Hospitals approach mitigating the risk of a potential liability suit much like any other insured entity: they try to rectify the situation and placate the potential claimant before matters escalate. For hospitals this might include a second surgery, cosmetics or just a free pass to the cafeteria. These payments are referred to as risk management write-offs by Medicare for the purposes of MMSEA Section 111 Mandatory Insurer Reporting and hospitals as responsible reporting entities must report them.
In order to bring hospital write offs into the purview of Medicare Secondary Payer statue (42 U.S.C. 1395y) for both MSP recovery and Mandatory Insurer reporting, Medicare defines a hospital write off as "... a risk management tool to lessen the probability of a liability claim against it [Hospital or Provider] and/or to facilitate/enhance customer good-will, entities may reduce charges for items and services (write-off) or provide something of value (e.g., cash, gift card, etc)." CMS then adds, to seal the verdict, that, "Risk management write-offs (including a reduction in the amount due as a risk management tool) constitute liability self-insurance for the purposes of the Medicare Secondary Payer provisions." With that, hospital risk management write offs are now squarely in the sights of Medicare and the Medicare Secondary Payer Recovery Contractor.

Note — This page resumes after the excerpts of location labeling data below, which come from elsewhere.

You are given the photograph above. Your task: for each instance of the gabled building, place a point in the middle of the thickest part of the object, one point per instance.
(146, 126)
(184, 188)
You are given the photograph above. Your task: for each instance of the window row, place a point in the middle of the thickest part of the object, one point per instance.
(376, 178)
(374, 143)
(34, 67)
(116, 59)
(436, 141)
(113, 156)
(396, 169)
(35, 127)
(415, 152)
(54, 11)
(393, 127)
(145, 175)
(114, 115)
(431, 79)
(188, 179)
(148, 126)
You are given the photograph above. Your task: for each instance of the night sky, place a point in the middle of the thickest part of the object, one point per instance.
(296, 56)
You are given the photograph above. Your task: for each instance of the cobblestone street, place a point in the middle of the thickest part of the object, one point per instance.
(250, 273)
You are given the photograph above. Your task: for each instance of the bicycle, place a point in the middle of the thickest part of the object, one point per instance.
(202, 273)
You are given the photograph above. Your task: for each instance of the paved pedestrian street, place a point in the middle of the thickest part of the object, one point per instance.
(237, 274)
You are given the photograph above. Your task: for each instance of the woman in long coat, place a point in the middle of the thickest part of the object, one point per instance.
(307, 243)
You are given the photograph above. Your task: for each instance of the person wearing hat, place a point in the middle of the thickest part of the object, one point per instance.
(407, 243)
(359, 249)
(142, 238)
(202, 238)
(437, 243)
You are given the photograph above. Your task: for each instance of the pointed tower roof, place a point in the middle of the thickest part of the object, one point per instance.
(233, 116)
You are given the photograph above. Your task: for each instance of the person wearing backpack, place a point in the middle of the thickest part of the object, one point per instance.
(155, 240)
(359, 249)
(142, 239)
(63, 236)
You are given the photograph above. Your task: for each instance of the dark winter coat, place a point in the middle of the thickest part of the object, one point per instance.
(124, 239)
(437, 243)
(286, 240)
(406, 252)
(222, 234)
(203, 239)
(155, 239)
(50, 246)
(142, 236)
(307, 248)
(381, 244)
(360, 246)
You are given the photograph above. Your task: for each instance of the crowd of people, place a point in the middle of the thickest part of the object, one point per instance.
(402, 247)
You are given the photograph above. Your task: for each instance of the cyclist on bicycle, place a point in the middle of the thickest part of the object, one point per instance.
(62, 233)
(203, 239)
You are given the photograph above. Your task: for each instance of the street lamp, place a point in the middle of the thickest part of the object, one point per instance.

In the Non-Group Health Plan Mandatory Insurer Reporting User Guide, Medicare outlines separate methods for reporting hospital risk management write offs:
Discounted Medicare claims are to be reported via current claims processing systems and
Gifts or discounted services or products are not covered by Medicare through Mandatory Insurer Reporting guidelines.
In the first situation, in which a provider discounts a Medicare claim, the provider is to submit a claim reflecting the unreduced permissible (e.g., limiting charge) amount and then subtract the discount from the original claim. The discount claim is supposed to identifiable as being attributable to liability insurance. It is important to note that "... providers and beneficiaries make their own agreements on payment without billing Medicare, which Medicare allows them to do." (see page 143 of CMS Billing IOM clm104c1), so this is not the same as not reporting. Providers can code a claim as covered and non-covered in one bill (effectively reporting a non-billable transaction) and retain the liability for that bill through standard encoding practices, but it is not readily apparent how they attribute the non-covered claim to liability insurance. If the provider wants to be thorough and clearly assume liability for the tort through standard processes, they can do so via the Medicare Secondary Payer Questionnaire.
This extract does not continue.